In our case, while KAA is wholly State-owned, the financially crippled KQ is a joint public-private entity, with government, on behalf of citizens, owning minority shares at 48.9 per cent. The rest of the KQ shares are owned by Lenders Company Ltd (a syndicated company of local and foreign banks and financial institutions KQ owes money) at 38.1 per cent; the Dutch airline, KLM, at 7.8 per cent; Kenya Airways employees, at 2.4 per cent; while the rest of the minority shareholders combined own the remaining 2.8 per cent. Kenya Airways is thus “Kenyan” by description only.
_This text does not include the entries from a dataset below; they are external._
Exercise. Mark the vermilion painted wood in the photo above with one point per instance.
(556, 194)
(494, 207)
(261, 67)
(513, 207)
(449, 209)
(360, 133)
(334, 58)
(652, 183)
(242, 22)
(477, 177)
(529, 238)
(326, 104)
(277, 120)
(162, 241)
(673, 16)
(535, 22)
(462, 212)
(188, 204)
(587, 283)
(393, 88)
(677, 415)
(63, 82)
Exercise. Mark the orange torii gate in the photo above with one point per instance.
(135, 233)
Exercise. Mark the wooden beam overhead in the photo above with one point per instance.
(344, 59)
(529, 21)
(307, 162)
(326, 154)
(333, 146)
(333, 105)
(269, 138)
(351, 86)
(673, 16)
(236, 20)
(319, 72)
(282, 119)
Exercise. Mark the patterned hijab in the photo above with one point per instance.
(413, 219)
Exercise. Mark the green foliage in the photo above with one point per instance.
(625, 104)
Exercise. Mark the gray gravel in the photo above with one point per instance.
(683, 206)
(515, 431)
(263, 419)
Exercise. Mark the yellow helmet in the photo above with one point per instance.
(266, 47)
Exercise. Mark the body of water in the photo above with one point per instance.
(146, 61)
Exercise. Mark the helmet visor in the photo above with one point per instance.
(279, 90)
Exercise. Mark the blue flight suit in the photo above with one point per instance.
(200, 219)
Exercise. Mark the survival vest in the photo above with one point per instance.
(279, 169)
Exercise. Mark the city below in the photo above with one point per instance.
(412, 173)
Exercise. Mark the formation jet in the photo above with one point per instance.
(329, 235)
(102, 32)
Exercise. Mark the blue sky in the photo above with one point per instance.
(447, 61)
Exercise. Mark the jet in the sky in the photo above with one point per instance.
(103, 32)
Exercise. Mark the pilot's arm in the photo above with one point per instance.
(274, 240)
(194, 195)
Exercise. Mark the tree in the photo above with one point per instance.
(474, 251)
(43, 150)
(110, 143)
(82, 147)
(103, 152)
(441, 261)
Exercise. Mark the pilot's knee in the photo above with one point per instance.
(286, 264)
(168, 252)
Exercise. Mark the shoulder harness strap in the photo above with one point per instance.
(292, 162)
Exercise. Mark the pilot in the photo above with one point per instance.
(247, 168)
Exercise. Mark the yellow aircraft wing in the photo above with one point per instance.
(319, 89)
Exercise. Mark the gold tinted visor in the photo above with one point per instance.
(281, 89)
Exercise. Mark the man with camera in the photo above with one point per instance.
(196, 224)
Secondly, by reverse mathematics, based on KQ shares distribution, should the merger plan proceed to completion, the citizens will have made free donations of equivalent value of their collective ownership of Kenya Airports Authority assets to KQ private shareholders as follows; 38.1 per cent to Lenders Company Ltd; 7.8 per cent to Dutch airline, KLM; 2.4 per cent to Kenya Airways employees; and 2.8 per cent to the rest of minority shareholders combined.

The critical question of governance and accountability to be considered then is; on what basis and to what avail would Kenyans donate such large tranches of their high value assets as vested in Kenya Airports Authority to KQ private shareholders, including foreigners?

BLURRED VISION

Third is the dictum of prudent portfolio management; never throw good money after bad! The Cabinet Secretary for Transport, Mr James Macharia, and of National Treasury Henry Rotich, and the KAA Chairman Isaac Awuondo – all being accomplished money managers – should know better than throwing the asset-rich, strategic, viable and financially stable airports authority at the crippled KQ!

In this regard the hard question that must be asked is: Why, in spite of the strategic engagement of KLM, by shareholding and direct management, KQ failed to pick up and stay afloat.

Moreover, care should be taken that the proposed merger does not dampen necessity of efforts to recover suspected pilfered assets from former management that brought down KQ, and that “the inherent malignant cancer” in KQ does not infect and degrade shareholder value and profitability of KAA, when the two are merged.

Fourth, we need to consider imperatives of “profit-centres” and “cost-centres” as strategic tools for managing institutions, whether private or public. From a national investment asset management viewpoint, KAA and KQ are two distinct profit-centres or cost-centres, whichever way one thinks of them. From a portfolio management viewpoint, they should be treated and managed as such for ease of determining their comparative return on investment and general value-addition to the public good. The moment the merger is done there is bound to be a blurred vision of the two portfolios; with the better performing KAA covering up for the non-performing KQ, unless that is what the merger is partly intended to do. Otherwise caution is advised.

CONSCIENCE

Finally, within the conversation surrounding the merger plan is whether it is ethical for the Group CEO of one of the lenders to KQ, CBA, to sit on the board of KAA, and more so as its chairman, during this critical moment of negotiating the merger. Technically and legally, nothing really stops the gentleman from holding key positions in both institutions. The issue, therefore, reduces to one of personal conscience.

At such times one is guided by his or her inner spirit to advise the appointing authority to choose someone else for the sake of preserving and protecting the public image and good standing of the appointing authority.

As one who has been there on a number of such occasions and respectfully opted out, I can attest to the fact that the appointing authority ends up respecting and valuing one even more. One who respects power doesn’t fear it!

Mr Syong’oh is a former Assistant Minister for Trade and Investment Affairs, and Special Policy Advisor, Ministry of Foreign Affairs and International Trade; [email protected].